Urban climate scenario data for European cities
Author(s) -
Jan Remund,
Urs Grossenbacher
Publication year - 2019
Publication title -
journal of physics. conference series
Language(s) - English
Resource type - Journals
SCImago Journal Rank - 0.21
H-Index - 85
eISSN - 1742-6596
pISSN - 1742-6588
DOI - 10.1088/1742-6596/1343/1/012019
Subject(s) - energy consumption , climate change , environmental science , meteorology , climate model , building energy simulation , consumption (sociology) , thermal comfort , geography , climate zones , downscaling , urban climate , climatology , urban planning , civil engineering , physical geography , energy performance , engineering , precipitation , ecology , social science , sociology , geology , electrical engineering , biology
Climate change and the urban heat effect are expected to have a large influence on the energy consumption and thermal comfort of buildings. However, using meteorological data which incorporates effects of climate change and characteristics of cities is not currently a standard practice in building simulation. By default, data of nearby meteorological stations often outside cities are used. This may lead to important discrepancies between simulation results and actual energy consumption and/or indoor climate data for buildings in urban areas. These effects are analysed within building energy part of H2020 climate-fit.city project. First, adapted urban and future meteorological data modelled using the UrbClim model and standard meteorological data were compared. Second, these data were included within the Meteonorm software (version 7.3.2). This was carried out for current climates as well as for future scenarios (RCP 4.5 and 8.5, 2050) for the cities of Barcelona, Bern, Berlin, Bremen, Prague, Rome and Vienna. Like this Meteonorm includes a combination of urban and future climates accessible in a user friendly tool.

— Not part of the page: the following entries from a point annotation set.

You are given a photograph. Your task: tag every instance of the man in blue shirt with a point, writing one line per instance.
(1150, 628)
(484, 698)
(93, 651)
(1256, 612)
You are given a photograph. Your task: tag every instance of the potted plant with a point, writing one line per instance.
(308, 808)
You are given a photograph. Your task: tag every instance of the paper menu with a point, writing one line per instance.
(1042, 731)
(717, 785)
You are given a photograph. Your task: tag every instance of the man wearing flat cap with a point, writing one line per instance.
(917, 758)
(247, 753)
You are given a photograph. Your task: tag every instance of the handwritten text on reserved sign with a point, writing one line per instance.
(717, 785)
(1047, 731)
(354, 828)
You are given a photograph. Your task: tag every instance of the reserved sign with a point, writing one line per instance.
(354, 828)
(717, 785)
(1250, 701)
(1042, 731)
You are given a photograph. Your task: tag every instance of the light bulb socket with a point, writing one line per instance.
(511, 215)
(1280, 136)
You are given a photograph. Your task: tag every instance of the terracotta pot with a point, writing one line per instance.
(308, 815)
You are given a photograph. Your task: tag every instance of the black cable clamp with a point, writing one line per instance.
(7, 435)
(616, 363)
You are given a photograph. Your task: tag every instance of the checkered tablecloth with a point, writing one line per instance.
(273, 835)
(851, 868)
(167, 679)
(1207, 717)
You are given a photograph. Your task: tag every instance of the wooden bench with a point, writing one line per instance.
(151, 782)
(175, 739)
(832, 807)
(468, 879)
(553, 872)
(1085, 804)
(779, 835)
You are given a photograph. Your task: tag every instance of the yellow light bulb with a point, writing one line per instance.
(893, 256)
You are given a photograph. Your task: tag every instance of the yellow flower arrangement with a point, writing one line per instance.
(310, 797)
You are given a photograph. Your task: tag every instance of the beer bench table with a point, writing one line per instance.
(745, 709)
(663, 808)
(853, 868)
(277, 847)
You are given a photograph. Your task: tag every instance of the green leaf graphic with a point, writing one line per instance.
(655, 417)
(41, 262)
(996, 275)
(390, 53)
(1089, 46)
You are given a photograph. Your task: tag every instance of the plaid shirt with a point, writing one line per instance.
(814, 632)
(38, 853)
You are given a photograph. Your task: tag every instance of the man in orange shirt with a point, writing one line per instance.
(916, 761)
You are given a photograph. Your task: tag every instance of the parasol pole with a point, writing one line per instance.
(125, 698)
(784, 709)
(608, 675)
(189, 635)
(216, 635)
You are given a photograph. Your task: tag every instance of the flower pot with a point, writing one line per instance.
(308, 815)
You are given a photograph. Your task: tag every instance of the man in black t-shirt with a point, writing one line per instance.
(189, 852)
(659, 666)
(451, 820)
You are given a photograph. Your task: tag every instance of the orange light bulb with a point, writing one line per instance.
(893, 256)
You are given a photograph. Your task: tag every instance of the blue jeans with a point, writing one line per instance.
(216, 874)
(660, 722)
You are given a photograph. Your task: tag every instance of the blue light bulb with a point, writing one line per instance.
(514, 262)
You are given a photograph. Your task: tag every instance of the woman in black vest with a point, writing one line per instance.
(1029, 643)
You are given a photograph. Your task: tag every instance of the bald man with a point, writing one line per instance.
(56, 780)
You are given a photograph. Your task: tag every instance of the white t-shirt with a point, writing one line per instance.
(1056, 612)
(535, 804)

In a third step the urbanized TMY data sets generated by Meteonorm were used to simulate energy consumption, peak loads and indoor climate conditions with models of several typical buildings. In this comparison we show a simulation for a multi-family house for current and future climates. The whole-year simulation runs were compared to the reference scenario – the standard TMY (available in Bern and Vienna). For current climates heating energy consumption is 10-25% lower within cities and cooling energy up to 60% higher (Barcelona). Even bigger changes are seen for future climates: Heating loads drop by up to 30% and cooling loads rise more than 100% (they are 2-3 times higher than heating loads in Barcelona by 2050).